NoisyICL: A Little Noise in Model Parameters Calibrates In-context Learning
Yufeng Zhao, Yoshihiro Sakai, Naoya Inoue
TL;DR
This paper addresses calibration and performance gaps in In-Context Learning (ICL) by proposing NoisyICL, a lightweight approach that perturbs pre-trained model parameters with Gaussian noise before performing ICL. The perturbation follows $\theta_i' = (1-\lambda)\theta_i + \lambda \mathcal{N}(0,\sigma^2)$, and links higher noise to increased token entropy, suggesting fairer predictions. Evaluated on GPT-2 and GPT-J across 12 classification datasets, NoisyICL yields about a 10% average improvement in ICL performance and yields more calibrated outputs, with reductions in miscalibration metrics such as $ECE_1$ by roughly 25% in many cases.
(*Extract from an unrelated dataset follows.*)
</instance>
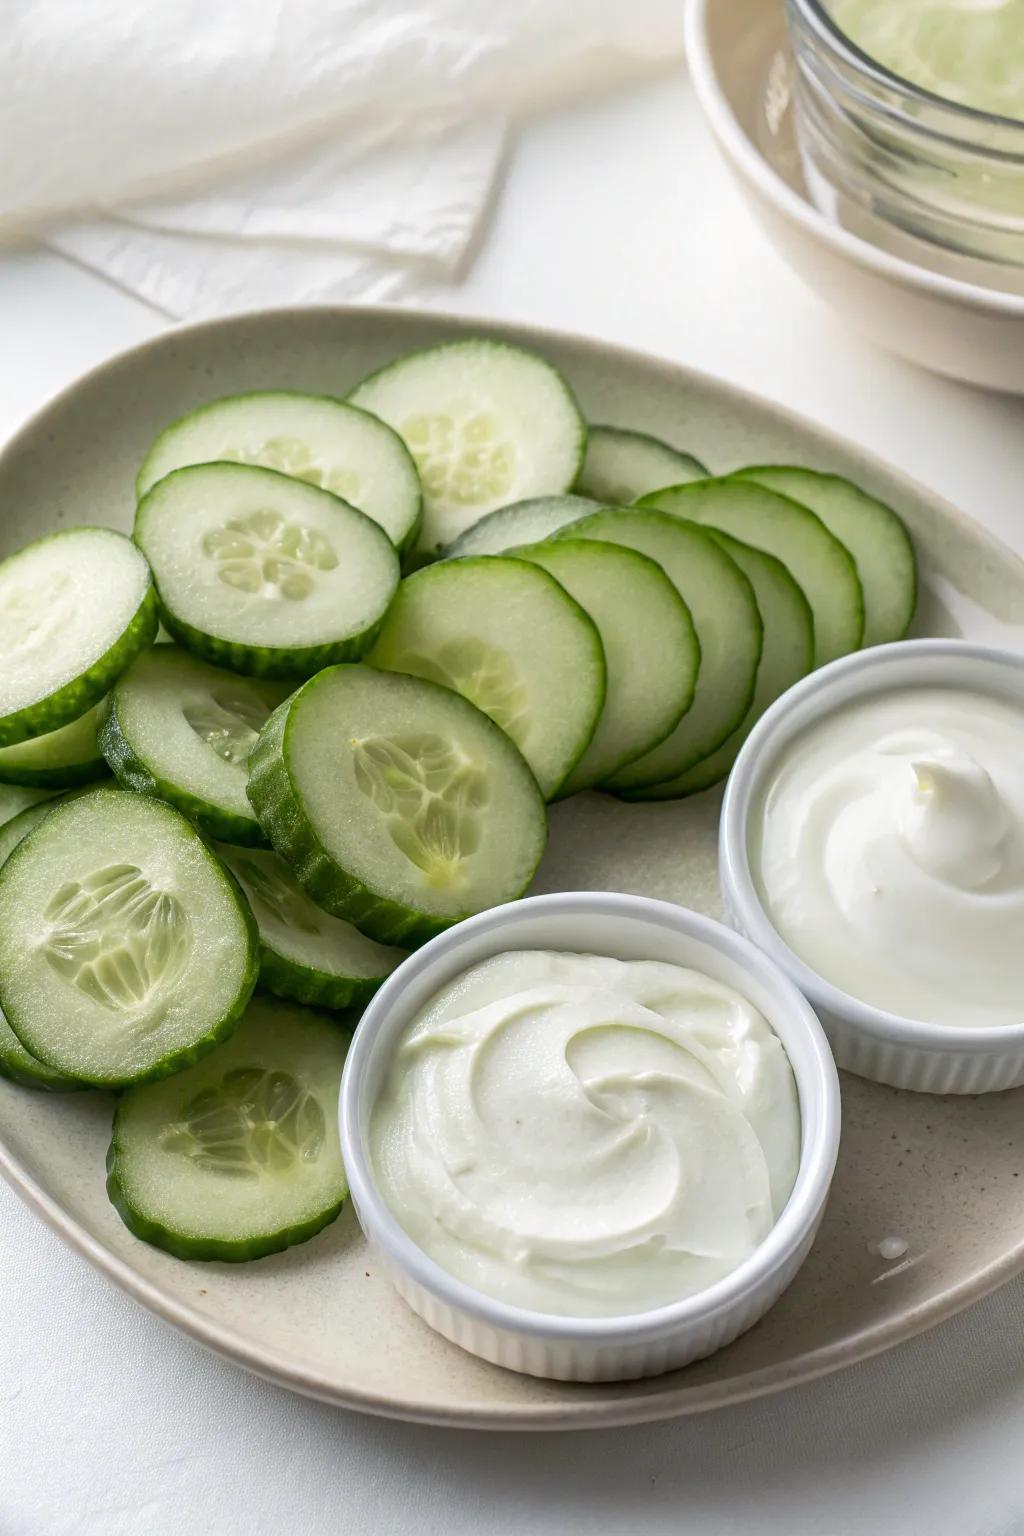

The findings imply that NoisyICL acts as a calibration bridge between pre-training and ICL, offering a low-cost alternative to fine-tuning and guiding future work on noise scheduling and layer-wise perturbations.
Abstract
In-Context Learning (ICL) is suffering from unsatisfactory performance and under-calibration due to high prior bias and unfaithful confidence. Some previous works fine-tuned language models for better ICL performance with enormous datasets and computing costs. In this paper, we propose NoisyICL, simply perturbing the model parameters by random noises to strive for better performance and calibration. Our experiments on two models and 12 downstream datasets show that NoisyICL can help ICL produce more accurate predictions. Our further analysis indicates that NoisyICL enables the model to provide more fair predictions, and also with more faithful confidence. Therefore, we believe that NoisyICL is an effective calibration of ICL. Our experimental code is uploaded to Github.